In addition to songs, most birds have one or more calls they use to signal danger to other birds nearby. These calls can be loud and harsh.

You might hear an alarm call
if you startle a bird or get too close to its nest. The call might be announcing that you've been spotted in the area.

If you were a predator, the
call might be a small bird telling other small birds to come quickly and "mob" you. (The mobbing birds would flock around and flap their wings at you, not hurting you but generally pestering you into to leaving the area.)

Some birds have different calls depending on whether the danger is something approaching from the ground – like a snake – or from the air – like a hawk. Red-winged Blackbirds have seven different alarm calls.

The Black-capped Chickadees have a whole language of alarms. A cry of "seet" means there's an overhead predator. Crying "chicka-dee" means the threatening bird is perched rather than in flight. A call of "chicka-dee-dee" warns that the predator is large. "Chicka-dee-dee-dee-dee" announces that the predator is small and agile – the type of predator who is most dangerous to chickadees. The more "dees" a chickadee uses in the alarm, the greater the danger.

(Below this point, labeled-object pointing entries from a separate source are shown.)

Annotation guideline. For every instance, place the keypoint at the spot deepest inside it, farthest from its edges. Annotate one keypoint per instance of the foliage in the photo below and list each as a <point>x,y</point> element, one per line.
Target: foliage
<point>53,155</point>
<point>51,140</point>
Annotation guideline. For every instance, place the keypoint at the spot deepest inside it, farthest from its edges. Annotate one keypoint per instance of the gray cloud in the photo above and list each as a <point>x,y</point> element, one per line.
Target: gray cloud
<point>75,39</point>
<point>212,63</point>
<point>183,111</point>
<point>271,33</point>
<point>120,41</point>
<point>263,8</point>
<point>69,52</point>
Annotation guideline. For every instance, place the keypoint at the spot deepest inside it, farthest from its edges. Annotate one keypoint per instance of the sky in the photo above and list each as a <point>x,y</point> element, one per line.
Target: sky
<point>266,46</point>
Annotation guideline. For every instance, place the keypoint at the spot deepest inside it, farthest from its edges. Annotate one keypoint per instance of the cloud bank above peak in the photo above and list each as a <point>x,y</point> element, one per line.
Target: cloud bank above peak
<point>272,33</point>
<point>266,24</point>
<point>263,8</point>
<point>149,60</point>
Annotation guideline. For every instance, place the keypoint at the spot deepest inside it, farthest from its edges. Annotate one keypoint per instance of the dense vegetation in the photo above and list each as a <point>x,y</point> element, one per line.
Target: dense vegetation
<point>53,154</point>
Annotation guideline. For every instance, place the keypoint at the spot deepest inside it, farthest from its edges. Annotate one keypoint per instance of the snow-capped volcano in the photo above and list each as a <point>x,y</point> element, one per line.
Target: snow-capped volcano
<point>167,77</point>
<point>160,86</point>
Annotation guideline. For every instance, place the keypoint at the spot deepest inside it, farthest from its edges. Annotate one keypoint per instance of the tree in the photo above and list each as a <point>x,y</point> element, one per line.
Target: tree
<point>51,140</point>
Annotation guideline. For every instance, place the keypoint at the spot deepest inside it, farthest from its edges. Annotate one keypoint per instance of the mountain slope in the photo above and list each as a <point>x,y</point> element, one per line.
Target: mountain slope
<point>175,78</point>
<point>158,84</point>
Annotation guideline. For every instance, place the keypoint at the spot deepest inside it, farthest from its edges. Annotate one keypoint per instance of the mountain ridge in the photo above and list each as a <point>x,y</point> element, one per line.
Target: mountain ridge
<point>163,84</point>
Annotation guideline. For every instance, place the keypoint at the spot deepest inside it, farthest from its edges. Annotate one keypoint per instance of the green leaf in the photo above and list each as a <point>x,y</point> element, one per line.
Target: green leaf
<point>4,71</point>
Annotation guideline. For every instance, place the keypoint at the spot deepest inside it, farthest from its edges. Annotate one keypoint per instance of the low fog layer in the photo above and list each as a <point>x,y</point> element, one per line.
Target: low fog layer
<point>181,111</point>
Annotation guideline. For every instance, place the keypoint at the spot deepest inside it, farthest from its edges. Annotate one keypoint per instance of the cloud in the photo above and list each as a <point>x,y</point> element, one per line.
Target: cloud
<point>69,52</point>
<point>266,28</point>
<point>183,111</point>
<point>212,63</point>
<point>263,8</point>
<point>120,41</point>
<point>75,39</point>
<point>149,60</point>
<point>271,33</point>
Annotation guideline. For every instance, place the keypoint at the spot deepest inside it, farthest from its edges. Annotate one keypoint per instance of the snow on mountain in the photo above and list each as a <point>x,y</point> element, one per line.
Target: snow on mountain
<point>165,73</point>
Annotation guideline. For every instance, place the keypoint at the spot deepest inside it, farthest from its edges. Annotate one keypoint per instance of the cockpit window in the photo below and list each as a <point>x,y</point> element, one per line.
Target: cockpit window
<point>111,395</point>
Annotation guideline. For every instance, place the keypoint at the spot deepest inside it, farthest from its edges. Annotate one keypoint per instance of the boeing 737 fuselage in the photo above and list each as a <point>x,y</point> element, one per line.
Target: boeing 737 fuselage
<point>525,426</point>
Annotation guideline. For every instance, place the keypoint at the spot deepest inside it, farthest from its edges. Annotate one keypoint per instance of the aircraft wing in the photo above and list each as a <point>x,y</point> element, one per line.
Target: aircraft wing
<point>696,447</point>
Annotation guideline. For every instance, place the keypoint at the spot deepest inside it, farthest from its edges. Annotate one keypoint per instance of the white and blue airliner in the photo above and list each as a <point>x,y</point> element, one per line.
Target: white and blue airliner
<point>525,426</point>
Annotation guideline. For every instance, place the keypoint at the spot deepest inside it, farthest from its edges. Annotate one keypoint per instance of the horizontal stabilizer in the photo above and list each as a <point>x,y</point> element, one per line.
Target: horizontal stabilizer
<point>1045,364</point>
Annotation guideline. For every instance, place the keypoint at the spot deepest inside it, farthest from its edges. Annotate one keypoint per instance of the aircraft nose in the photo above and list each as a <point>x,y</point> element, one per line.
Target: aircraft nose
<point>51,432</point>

Red-breasted Nuthatches are about the same size as chickadees. They've learned to understand chickadee alarm calls, and even though they have their own calls for alarm and mobbing, they will react just as the chickadees do when they hear a chickadee warning. This eavesdropping can be lifesaving.

Chickadees seem to know other birds are listening in, though – they sometimes give false alarms so other birds will leave the area and they can have the local food to themselves.